1 Depois foram Moisés e Aarão e disseram a Faraó: Assim diz Jeová, o Deus de Israel: Deixa ir o meu povo, para que me celebre uma festa no deserto.

2 Respondeu Faraó: Quem é Jeová para que eu ouça a sua voz de modo a deixar ir a Israel? não conheço Jeová, nem tam pouco deixarei ir a Israel.

3 Eles prosseguiram: O Deus dos hebreus nos encontrou; deixa-nos, pois, ir caminho de três dias ao deserto, e oferecer sacrifícios a Jeová nosso Deus, para que não venha sobre nós com pestilência ou com espada.

4 Respondeu-lhes o rei do Egito: Moisés e Aarão, por que distraís vós das suas obras ao povo? ide às vossas cargas.

5 Disse Faraó: O povo da terra já é muito, e vós os fazeis descansar das suas cargas.

6 Naquele mesmo dia deu ordem Faraó aos superintendentes do povo e aos seus oficiais, dizendo:

7 Não tornareis a dar, como dantes, palha a este povo para fazer tijolos; vão eles mesmos e ajuntem para si a palha.

8 Deles exigireis a mesma conta de tijolos, que antes faziam, e nada diminuireis dela; eles estão ociosos; e por isso clamam, dizendo: Vamos e ofereçamos sacrifícios a nosso Deus.

9 Agrave-se-lhes o trabalho, para que nele se ocupem; não dêem eles ouvidos a palavras mentirosas.

10 Saíram os superintendentes do povo, e seus oficiais, e disseram ao povo: Assim diz Faraó: Não vos darei palha.

11 Ide vós e ajuntai palha onde poderdes achá-la, porque nada se diminuirá do vosso trabalho.

12 Assim se espalhou o povo por toda a terra do Egito a ajuntar restolho em lugar de palha.

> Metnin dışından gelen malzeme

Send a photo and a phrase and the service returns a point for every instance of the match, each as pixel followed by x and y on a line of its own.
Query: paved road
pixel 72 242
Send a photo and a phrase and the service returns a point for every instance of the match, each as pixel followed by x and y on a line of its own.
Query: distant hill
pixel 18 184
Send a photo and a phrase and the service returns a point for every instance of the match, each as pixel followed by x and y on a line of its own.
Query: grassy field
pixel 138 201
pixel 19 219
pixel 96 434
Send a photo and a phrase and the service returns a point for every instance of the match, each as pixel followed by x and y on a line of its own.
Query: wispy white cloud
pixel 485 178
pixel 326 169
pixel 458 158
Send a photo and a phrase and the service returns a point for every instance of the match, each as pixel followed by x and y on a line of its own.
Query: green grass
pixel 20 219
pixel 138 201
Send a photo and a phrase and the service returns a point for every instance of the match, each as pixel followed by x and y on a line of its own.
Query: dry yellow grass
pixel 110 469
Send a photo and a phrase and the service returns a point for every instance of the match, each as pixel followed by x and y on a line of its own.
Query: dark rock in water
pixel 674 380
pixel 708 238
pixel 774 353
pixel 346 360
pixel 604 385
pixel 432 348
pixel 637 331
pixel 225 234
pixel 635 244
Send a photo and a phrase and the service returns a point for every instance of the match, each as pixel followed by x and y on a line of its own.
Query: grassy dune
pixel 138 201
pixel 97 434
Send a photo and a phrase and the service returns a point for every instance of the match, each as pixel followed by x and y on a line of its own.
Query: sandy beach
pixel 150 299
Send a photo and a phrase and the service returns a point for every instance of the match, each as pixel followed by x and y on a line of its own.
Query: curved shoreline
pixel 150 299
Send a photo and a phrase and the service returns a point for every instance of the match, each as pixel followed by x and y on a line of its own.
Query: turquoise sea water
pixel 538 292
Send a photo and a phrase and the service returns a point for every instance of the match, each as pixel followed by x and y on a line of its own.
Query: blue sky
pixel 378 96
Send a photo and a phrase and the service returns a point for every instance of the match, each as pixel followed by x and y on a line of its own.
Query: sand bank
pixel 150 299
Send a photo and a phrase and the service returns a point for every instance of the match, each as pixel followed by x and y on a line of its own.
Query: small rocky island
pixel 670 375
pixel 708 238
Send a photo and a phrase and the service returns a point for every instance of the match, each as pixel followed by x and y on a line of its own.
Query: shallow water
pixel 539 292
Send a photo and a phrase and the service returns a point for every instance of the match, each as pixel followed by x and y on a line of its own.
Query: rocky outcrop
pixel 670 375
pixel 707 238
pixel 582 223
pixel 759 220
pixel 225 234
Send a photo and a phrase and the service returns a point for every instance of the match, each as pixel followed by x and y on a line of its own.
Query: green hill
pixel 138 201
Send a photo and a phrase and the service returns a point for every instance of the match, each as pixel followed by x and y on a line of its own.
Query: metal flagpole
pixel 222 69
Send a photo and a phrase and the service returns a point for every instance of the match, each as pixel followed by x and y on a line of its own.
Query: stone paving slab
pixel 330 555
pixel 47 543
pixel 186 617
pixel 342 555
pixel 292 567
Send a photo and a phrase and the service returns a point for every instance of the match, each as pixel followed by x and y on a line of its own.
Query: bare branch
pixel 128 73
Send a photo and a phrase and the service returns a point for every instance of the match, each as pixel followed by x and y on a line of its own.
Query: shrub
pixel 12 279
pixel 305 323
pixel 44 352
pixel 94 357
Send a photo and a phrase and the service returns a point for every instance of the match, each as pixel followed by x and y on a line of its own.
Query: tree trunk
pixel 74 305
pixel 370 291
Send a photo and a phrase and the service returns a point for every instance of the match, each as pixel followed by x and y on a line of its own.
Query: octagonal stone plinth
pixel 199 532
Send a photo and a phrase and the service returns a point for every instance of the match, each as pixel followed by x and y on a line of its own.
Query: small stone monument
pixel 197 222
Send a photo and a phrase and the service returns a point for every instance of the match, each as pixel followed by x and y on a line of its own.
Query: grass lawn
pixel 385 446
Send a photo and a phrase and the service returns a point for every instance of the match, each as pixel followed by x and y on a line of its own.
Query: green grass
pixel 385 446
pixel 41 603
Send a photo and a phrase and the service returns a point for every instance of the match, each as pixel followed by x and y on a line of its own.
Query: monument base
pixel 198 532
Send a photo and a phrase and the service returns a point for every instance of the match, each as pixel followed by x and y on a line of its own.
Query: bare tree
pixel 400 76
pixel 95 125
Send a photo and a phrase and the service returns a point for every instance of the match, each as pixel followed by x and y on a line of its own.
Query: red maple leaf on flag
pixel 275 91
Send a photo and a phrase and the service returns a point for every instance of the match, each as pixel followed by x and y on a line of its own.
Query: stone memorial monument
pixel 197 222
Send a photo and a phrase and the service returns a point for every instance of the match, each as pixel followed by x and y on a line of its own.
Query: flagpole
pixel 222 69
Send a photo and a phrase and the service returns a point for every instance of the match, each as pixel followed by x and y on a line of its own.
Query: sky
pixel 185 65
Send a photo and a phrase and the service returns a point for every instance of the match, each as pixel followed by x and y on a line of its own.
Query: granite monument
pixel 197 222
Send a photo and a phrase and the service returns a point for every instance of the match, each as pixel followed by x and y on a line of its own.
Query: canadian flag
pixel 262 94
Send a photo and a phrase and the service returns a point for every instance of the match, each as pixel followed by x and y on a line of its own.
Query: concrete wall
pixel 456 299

13 Os superintendentes instavam com eles, dizendo: Acabai a vossa obra, vossa tarefa diária, como quando havia palha.

14 Foram açoitados os oficiais dos filhos de Israel, que os superintendentes de Faraó tinham posto sobre eles, dizendo-lhes estes: Por que não acabastes nem ontem nem hoje a vossa tarefa, fazendo tijolos como antes?

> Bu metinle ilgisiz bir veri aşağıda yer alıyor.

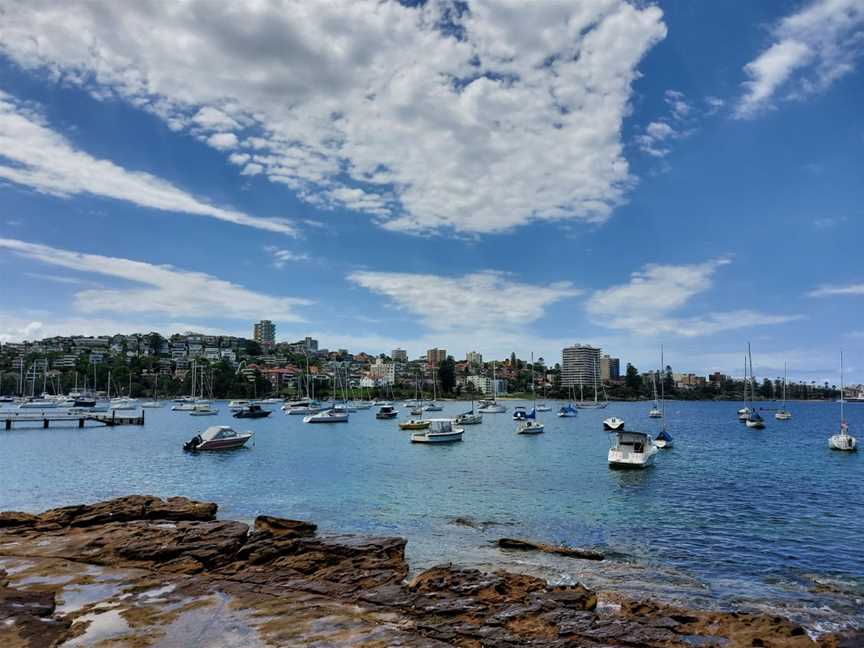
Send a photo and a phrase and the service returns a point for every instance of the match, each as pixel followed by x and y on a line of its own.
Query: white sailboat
pixel 664 439
pixel 655 411
pixel 843 441
pixel 155 402
pixel 529 423
pixel 783 414
pixel 754 420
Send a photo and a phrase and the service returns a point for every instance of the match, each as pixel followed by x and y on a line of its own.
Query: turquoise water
pixel 730 517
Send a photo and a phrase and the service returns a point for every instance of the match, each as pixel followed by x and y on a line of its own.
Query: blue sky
pixel 382 175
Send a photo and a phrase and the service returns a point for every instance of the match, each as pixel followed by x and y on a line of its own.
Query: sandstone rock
pixel 16 518
pixel 284 527
pixel 571 552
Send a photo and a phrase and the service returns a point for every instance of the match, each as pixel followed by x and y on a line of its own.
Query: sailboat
pixel 492 406
pixel 470 417
pixel 744 412
pixel 754 420
pixel 155 402
pixel 543 406
pixel 655 411
pixel 783 414
pixel 433 406
pixel 583 404
pixel 529 424
pixel 568 410
pixel 843 440
pixel 664 439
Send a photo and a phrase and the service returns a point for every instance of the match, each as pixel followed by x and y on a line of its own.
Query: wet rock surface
pixel 142 571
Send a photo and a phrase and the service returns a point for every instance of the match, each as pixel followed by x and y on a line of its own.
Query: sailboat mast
pixel 662 392
pixel 842 390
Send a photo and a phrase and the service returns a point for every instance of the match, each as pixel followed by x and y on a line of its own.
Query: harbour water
pixel 730 517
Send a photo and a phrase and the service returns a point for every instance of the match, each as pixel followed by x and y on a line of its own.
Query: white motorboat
pixel 783 414
pixel 386 412
pixel 327 416
pixel 217 437
pixel 631 450
pixel 613 424
pixel 203 410
pixel 124 404
pixel 439 431
pixel 529 426
pixel 843 441
pixel 568 411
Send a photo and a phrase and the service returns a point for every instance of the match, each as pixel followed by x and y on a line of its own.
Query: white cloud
pixel 473 301
pixel 832 291
pixel 167 290
pixel 223 141
pixel 810 50
pixel 442 119
pixel 282 257
pixel 33 155
pixel 645 305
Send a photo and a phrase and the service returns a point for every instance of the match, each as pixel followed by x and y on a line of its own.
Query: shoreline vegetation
pixel 138 570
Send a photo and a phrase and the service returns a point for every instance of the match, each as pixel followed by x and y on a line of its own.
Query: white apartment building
pixel 580 364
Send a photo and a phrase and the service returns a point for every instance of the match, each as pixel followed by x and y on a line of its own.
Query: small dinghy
pixel 613 424
pixel 217 437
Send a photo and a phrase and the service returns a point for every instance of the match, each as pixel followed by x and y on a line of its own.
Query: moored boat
pixel 631 450
pixel 439 431
pixel 252 411
pixel 613 424
pixel 386 412
pixel 217 437
pixel 327 416
pixel 842 441
pixel 414 424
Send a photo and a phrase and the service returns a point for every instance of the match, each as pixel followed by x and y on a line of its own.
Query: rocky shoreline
pixel 144 571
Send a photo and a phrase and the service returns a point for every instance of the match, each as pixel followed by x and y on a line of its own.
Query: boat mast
pixel 662 394
pixel 842 389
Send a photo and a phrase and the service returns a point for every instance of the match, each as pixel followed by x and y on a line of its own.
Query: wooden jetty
pixel 64 416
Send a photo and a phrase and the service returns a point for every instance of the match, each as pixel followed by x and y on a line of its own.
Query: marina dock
pixel 46 418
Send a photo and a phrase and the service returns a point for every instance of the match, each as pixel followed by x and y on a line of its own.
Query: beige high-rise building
pixel 264 333
pixel 434 356
pixel 580 364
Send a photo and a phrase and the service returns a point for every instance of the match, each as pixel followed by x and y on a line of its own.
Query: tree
pixel 447 374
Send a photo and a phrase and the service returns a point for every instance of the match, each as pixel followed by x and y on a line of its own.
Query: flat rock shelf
pixel 145 571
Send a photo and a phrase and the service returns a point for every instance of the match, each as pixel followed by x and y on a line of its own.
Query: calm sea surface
pixel 730 517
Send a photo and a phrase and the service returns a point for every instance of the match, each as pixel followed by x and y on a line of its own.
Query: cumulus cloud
pixel 33 155
pixel 282 257
pixel 160 288
pixel 481 300
pixel 833 291
pixel 430 117
pixel 810 50
pixel 645 305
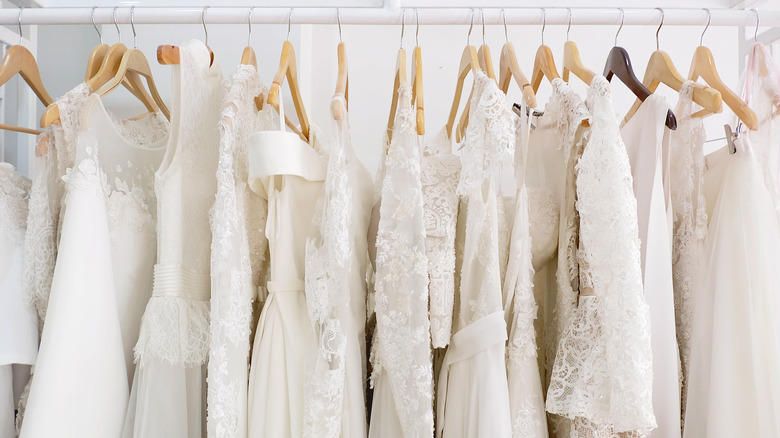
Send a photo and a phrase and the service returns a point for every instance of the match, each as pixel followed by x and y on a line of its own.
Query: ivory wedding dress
pixel 238 252
pixel 336 262
pixel 289 173
pixel 100 284
pixel 472 396
pixel 603 373
pixel 402 376
pixel 169 393
pixel 647 143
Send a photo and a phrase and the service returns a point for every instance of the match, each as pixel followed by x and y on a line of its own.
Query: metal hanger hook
pixel 203 20
pixel 338 20
pixel 471 26
pixel 755 33
pixel 709 20
pixel 417 31
pixel 622 20
pixel 249 23
pixel 119 32
pixel 657 43
pixel 132 25
pixel 20 26
pixel 503 17
pixel 92 17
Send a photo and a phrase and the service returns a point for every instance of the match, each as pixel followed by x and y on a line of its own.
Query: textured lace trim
pixel 402 341
pixel 609 243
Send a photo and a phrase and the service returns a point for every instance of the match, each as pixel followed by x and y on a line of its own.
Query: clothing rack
pixel 427 15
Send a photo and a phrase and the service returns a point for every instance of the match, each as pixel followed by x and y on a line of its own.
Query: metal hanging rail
pixel 385 16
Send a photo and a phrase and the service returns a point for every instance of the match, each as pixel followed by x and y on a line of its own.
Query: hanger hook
pixel 119 32
pixel 92 17
pixel 203 20
pixel 622 19
pixel 417 31
pixel 132 25
pixel 503 17
pixel 657 44
pixel 249 23
pixel 20 25
pixel 709 19
pixel 289 24
pixel 338 20
pixel 755 33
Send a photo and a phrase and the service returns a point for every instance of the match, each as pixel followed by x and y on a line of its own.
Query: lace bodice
pixel 609 250
pixel 439 174
pixel 402 340
pixel 185 185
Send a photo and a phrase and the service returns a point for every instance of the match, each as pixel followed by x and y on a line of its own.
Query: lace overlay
pixel 402 339
pixel 690 219
pixel 238 249
pixel 603 369
pixel 440 173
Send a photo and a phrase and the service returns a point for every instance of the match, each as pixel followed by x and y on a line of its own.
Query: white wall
pixel 372 52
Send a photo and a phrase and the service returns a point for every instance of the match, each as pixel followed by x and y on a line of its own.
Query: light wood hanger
pixel 19 60
pixel 703 66
pixel 661 70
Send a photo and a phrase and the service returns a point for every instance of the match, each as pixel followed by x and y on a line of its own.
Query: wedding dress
pixel 690 220
pixel 472 396
pixel 526 400
pixel 603 373
pixel 169 394
pixel 289 173
pixel 336 262
pixel 100 282
pixel 238 250
pixel 647 143
pixel 402 376
pixel 733 388
pixel 18 320
pixel 440 170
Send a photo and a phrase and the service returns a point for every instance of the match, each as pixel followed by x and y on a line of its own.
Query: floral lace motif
pixel 440 173
pixel 402 340
pixel 237 253
pixel 603 369
pixel 690 219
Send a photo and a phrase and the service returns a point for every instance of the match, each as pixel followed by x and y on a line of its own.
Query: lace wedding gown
pixel 690 220
pixel 472 395
pixel 238 249
pixel 336 262
pixel 18 320
pixel 647 143
pixel 289 174
pixel 402 376
pixel 733 389
pixel 169 394
pixel 100 283
pixel 603 372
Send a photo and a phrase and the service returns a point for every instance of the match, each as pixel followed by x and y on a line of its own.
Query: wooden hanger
pixel 619 64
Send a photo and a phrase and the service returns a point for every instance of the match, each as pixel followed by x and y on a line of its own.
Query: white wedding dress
pixel 100 284
pixel 647 143
pixel 169 393
pixel 472 396
pixel 18 319
pixel 336 262
pixel 289 173
pixel 603 373
pixel 238 253
pixel 402 376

15 Então foram os oficiais dos filhos de Israel e clamaram a Faraó, dizendo: Por que tratas assim a teus servos?

16 Palha não se dá a teus servos, e nos dizem: Fazei tijolos. Eis que teus servos são açoitados; porém o teu povo é que tem a culpa.

17 Mas ele respondeu: Estais ociosos, estais ociosos, por isso dizeis: Vamos, ofereçamos sacrifícios a Jeová.

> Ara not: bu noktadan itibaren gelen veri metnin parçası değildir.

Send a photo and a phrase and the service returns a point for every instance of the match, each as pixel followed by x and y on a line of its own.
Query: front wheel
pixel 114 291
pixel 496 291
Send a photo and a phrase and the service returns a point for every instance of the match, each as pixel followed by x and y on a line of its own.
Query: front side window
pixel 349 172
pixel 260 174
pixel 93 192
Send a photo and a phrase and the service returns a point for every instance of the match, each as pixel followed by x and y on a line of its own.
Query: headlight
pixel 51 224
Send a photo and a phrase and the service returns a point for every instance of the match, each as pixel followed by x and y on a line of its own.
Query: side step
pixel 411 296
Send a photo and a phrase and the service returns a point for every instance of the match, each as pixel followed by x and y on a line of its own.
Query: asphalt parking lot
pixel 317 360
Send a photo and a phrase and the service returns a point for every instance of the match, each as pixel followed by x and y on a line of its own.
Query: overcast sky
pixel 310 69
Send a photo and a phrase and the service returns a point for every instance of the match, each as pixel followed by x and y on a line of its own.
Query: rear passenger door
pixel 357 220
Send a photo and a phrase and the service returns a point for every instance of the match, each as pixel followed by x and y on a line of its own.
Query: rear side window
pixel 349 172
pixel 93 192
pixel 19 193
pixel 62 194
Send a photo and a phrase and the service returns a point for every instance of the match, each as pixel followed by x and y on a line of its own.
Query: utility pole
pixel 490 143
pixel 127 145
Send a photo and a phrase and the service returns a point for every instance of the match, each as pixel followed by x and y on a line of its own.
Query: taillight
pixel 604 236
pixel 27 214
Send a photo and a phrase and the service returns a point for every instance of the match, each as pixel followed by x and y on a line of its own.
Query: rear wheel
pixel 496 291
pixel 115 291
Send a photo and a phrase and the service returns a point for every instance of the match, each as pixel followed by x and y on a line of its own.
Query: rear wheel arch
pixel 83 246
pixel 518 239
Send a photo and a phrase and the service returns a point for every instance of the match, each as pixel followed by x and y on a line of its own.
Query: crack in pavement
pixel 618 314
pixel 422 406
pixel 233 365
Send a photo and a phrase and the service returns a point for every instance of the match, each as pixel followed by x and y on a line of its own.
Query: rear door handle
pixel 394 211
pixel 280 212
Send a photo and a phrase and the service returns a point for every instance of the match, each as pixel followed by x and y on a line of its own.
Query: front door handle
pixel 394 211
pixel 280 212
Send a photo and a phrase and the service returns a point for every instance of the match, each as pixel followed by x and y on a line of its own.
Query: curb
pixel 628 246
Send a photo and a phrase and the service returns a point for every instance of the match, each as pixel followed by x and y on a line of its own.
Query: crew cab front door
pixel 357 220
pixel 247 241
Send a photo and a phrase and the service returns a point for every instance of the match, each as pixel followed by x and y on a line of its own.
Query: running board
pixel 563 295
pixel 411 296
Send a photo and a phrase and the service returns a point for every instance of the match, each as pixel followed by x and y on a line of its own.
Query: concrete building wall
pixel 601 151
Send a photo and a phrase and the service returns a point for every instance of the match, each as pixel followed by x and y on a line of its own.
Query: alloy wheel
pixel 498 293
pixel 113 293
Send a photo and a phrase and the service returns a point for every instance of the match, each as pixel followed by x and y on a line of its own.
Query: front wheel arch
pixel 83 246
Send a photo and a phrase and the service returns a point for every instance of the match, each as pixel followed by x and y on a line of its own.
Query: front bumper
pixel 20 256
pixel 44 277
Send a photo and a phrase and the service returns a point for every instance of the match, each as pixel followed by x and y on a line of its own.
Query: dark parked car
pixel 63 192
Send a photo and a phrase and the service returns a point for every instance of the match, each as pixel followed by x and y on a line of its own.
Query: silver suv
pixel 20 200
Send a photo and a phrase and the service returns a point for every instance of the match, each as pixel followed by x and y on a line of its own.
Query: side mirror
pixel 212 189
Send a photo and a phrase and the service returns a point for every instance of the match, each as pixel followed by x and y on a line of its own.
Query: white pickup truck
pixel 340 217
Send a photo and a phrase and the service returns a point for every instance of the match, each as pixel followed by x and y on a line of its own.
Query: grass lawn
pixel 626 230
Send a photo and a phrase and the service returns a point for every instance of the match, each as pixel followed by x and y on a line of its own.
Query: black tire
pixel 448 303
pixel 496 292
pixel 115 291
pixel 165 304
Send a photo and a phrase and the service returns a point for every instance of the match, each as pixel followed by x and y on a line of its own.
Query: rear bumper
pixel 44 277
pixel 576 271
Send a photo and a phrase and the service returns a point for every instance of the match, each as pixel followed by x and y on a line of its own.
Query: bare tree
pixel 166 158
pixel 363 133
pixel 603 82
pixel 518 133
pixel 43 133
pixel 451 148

18 Ide, portanto, e trabalhai; não se vos dará palha, contudo dareis a conta dos tijolos.

19 Então os oficiais dos filhos de Israel viram-se em aperto, quando se lhes dizia: Nada diminuireis dos vossos tijolos, da vossa tarefa diária.

20 Encontraram a Moisés e Aarão, que estavam à espera deles, quando saíram da presença de Faraó;

21 e disseram-lhes: Olhe Jeová para vós e julgue; porquanto nos fizestes odiosos aos olhos de Faraó e aos olhos de seus servos, metendo-lhes na mão uma espada para nos matar.

22 Tornando-se Moisés a Jeová, disse: Senhor, por que trataste mal a este povo? por que me enviaste?

23 Pois, desde que me apresentei a Faraó para falar em teu nome, ele tem maltratado a este povo; e tu não tens livrado de maneira alguma o teu povo.